Archive for February, 2008

News.YC trends

Friday, February 15th, 2008

I created Y2 Combinator last year in response to the Y Combinator clones springing up around the world. It reached the top of News.YC twice—back in April of 2007, when it launched, and then again, randomly, today.

The browser data from these two events, 10 months apart, give an interesting picture of how the operating system and browser habits of Hacker News readers, and therefore some segment of the startup/programming community, have changed. The figures:

  • Linux usage is down! (From 14.8% to 13.2%)
  • Mac OS X is up 29% (from 26.1% to 33.6%)
  • Internet Explorer use is down 34%
  • Safari is up 48%, which suggests that many erstwhile Firefox-on-OS-X users have reverted to Safari

Unicode and Arc

Thursday, February 7th, 2008

When Arc version 0 was released last week, people quickly seized upon Paul’s comment that he hadn’t spent any effort on supporting Unicode as some sort of heresy. The highest-rated comment in the Reddit thread declared Arc “instantly obsolete”.

Inevitably, few noticed that Arc actually supports Unicode pretty well. Arc’s primitive character type works with any Unicode codepoint; built-in functions like len work correctly when applied to strings with multi-byte characters; and Arc has no problem with Unicode-containing identifiers in source files:

arc> (def héλλô () (prn "héλλô world"))
#<procedure: héλλô>
arc> (héλλô)
héλλô world
"héλλô world"
arc>

Let’s see how other (presumably non-obsolete?) languages like Python and Ruby fare:

$ cat > foo.py
def ô():
	return "ô"
$ python foo.py
  File "foo.py", line 1
SyntaxError: Non-ASCII character 'xc3' in file foo.py on line 1, but no
encoding declared; see http://www.python.org/peps/pep-0263.html for
details
$ cat > foo.rb
def ô
	"ô"
end
$ ruby foo.rb
foo.rb:1: Invalid char `303' in expression
foo.rb:1: Invalid char `264' in expression
foo.rb:2: syntax error, unexpected tSTRING_BEG, expecting 'n' or ';'
	return "ô"

The programming world (and the Lisp community especially) is no stranger to excellent flamewars, but the debate surrounding Arc’s “lack” of Unicode support ranks right up with the very best.

Footnote: Due to Arc’s Unicode support, it was fairly easy to add Unicode support to Hacker News. I submitted a patch to do so back a few weeks ago, and it went live today.

Update (7/2): Markus points out in the comments that my example works fine in Ruby 1.9, and he’s right. At time of writing, though, the latest stable version of Ruby is 1.8.6-p111, so I think the original point still stands.

Google Code project for Wikipedia iPhone

Thursday, February 7th, 2008

Now that people are making improvements to the code for the Wikipedia iPhone app, I’ve gone ahead and set up a Google Code project to centralise things. Future updates and development will be announced there. I’ve so far found Google Code very straightforward and flexible, especially when compared to the nightmare that is SourceForge. If you’d like to follow progress and/or receive updates on new releases, you can subscribe to the fledgling mailing list.

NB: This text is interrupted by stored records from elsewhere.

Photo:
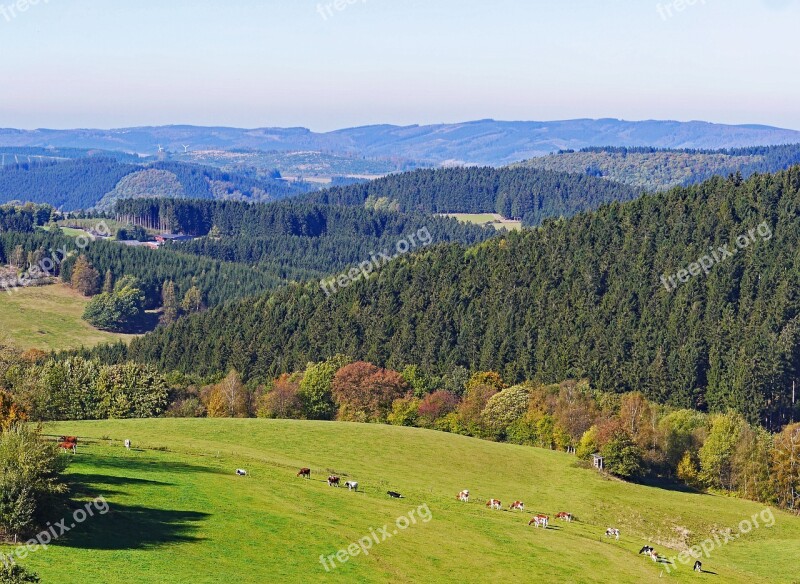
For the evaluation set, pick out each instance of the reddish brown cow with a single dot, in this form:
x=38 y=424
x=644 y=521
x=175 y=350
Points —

Wikipedia iPhone: the installation video

Tuesday, February 5th, 2008

Because I was lazy and didn’t write an install script, some people have been having trouble following the instructions I posted for installing the Wikipedia iPhone app. If you’re one of those, fear not—ipodtouchhackster has created a pretty good video tutorial that covers installation on Windows.